Pina Bausch rencontrant le Caravage… À la fois classique et contemporaine, la peinture de Dhewadi Hadjab se nourrit avant tout d’une fascination pour la danse et la performance. Né initialement de son amitié avec une danseuse, cet attrait s’est enrichi, au fil des années, des recherches approfondies qu’a réalisées l’artiste sur la danse contemporaine, notamment sur le travail de la chorégraphe allemande Pina Bausch. “La danse a toujours été pour moi un terrain de curiosité. Mais dans la danse, c’est ce moment d’échec qui m’intéresse, l’instant où la pose se défait, où la posture est cassée, où le corps tremble en cherchant le bon geste”, explique le jeune peintre né en 1992 à M’sila en Algérie. Alors qu’il étudiait aux beaux-arts d’Alger, le peintre ne rêvait que de venir étudier en France. Afin de payer ses cours de français, il réalisait des copies de célèbres tableaux orientalistes. Après un passage aux beaux-arts de Bourges dont il est diplômé en 2019, Dhewadi Hadjab étudie désormais aux Beaux-Arts de Paris au sein de l’atelier du peintre Tim Eitel. L’exécution minutieuse et le raffinement dont témoignent ses toiles résultent d’un lent apprentissage de la peinture classique comme d’une remarquable proximité avec l’univers de la danse et de la performance dont sa peinture exprime les mouvements à la perfection. Deux toiles du peintre – baptisée Dream Dancing et Posture du corps IV – sont actuellement accrochées au sein de l’exposition “Danser sur un volcan” au FRAC Franche-Conté aux côtés de Trisha Brown et Pipilotti Rist.

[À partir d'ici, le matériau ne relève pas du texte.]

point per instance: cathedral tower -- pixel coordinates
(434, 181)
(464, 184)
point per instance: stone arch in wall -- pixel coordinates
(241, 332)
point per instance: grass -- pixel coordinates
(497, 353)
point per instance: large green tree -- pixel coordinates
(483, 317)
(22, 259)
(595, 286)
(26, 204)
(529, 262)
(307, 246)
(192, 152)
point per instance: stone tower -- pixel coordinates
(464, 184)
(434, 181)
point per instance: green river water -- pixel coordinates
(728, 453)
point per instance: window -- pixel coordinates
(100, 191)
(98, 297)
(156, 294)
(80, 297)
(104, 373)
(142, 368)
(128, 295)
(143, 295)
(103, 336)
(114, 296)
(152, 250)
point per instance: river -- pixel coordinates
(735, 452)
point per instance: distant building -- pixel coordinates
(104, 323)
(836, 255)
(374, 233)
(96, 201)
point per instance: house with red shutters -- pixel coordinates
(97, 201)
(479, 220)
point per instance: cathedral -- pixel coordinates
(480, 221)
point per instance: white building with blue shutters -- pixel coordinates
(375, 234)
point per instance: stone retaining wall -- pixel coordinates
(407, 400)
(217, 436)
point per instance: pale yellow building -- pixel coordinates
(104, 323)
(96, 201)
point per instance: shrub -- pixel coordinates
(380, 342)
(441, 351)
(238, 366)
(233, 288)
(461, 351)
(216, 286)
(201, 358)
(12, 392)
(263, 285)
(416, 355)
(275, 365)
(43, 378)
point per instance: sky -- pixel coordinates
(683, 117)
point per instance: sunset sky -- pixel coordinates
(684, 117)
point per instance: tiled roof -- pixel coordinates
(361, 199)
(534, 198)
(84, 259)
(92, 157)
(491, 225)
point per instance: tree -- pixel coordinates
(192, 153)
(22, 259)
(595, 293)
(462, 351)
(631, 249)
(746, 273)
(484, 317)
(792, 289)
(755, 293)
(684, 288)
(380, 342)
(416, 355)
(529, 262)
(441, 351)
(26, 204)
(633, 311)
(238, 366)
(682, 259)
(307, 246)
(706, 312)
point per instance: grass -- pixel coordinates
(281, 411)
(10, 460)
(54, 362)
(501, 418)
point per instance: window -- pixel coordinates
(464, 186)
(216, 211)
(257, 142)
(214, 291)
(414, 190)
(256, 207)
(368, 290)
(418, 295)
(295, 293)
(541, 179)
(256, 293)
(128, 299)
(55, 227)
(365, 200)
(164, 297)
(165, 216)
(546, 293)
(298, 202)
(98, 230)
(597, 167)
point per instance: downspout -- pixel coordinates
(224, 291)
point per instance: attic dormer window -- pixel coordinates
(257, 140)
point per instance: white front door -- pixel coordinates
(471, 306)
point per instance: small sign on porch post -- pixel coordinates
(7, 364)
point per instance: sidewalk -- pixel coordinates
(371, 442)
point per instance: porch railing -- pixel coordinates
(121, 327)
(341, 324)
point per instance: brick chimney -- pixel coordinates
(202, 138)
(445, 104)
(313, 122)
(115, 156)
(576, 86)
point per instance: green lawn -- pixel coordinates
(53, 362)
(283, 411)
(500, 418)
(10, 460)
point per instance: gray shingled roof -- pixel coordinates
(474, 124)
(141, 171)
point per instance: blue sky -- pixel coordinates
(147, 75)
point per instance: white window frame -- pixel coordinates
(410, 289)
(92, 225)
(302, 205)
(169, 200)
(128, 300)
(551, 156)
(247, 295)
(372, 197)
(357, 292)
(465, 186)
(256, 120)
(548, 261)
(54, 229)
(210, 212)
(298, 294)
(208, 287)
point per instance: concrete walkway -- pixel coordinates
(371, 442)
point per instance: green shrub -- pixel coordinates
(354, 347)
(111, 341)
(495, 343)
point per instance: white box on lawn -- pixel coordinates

Repéré en février dernier lors de la première édition du programme Crush initié par les Beaux-Arts de Paris, Dhewadi Hadjab a été sélectionné, parmi une quarantaine de candidats, pour inaugurer la nouvelle aide de Rubis Mécénat. Créé en 2011, ce fonds de dotation soutient la création contemporaine à travers le monde grâce à ses initiatives artistiques et sociales ainsi que ses programmes éducatifs. En parallèle, Rubis Mécénat propose régulièrement à de jeunes artistes d’investir des lieux atypiques tels que le Collège des Bernardins ou le Palais de la Porte Dorée à Paris afin d’y réaliser une installation in situ. Si l’église Saint-Eustache, accueillait déjà chaque année, depuis 2012, une œuvre réalisée par un étudiant des Beaux-Arts de Paris, le fonds culturel lance cette année un nouveau programme de soutien en partenariat avec les Beaux-Arts de Paris. Lauréat de cette première édition, Dhewadi Hadjab a bénéficié d’une bourse de dotation de 5000 €, une aide à la production de 20 000 € afin de réaliser cette exposition à Saint-Eustache grâce à l’accompagnement du critique d’art Gaël Charbau qui en est le commissaire. Le peintre succède ainsi à la longue liste d’artistes qui sont intervenus, avant lui, au sein du prestigieux édifice religieux tels que Christian Boltanksi et Bill Viola.
Carte blanche à Dhewadi Hadjab, une commande de Rubis Mécénat en partenariat avec les Beaux-Arts de Paris, jusqu’au 12 décembre à l’Église Saint-Eustache, Paris Ier.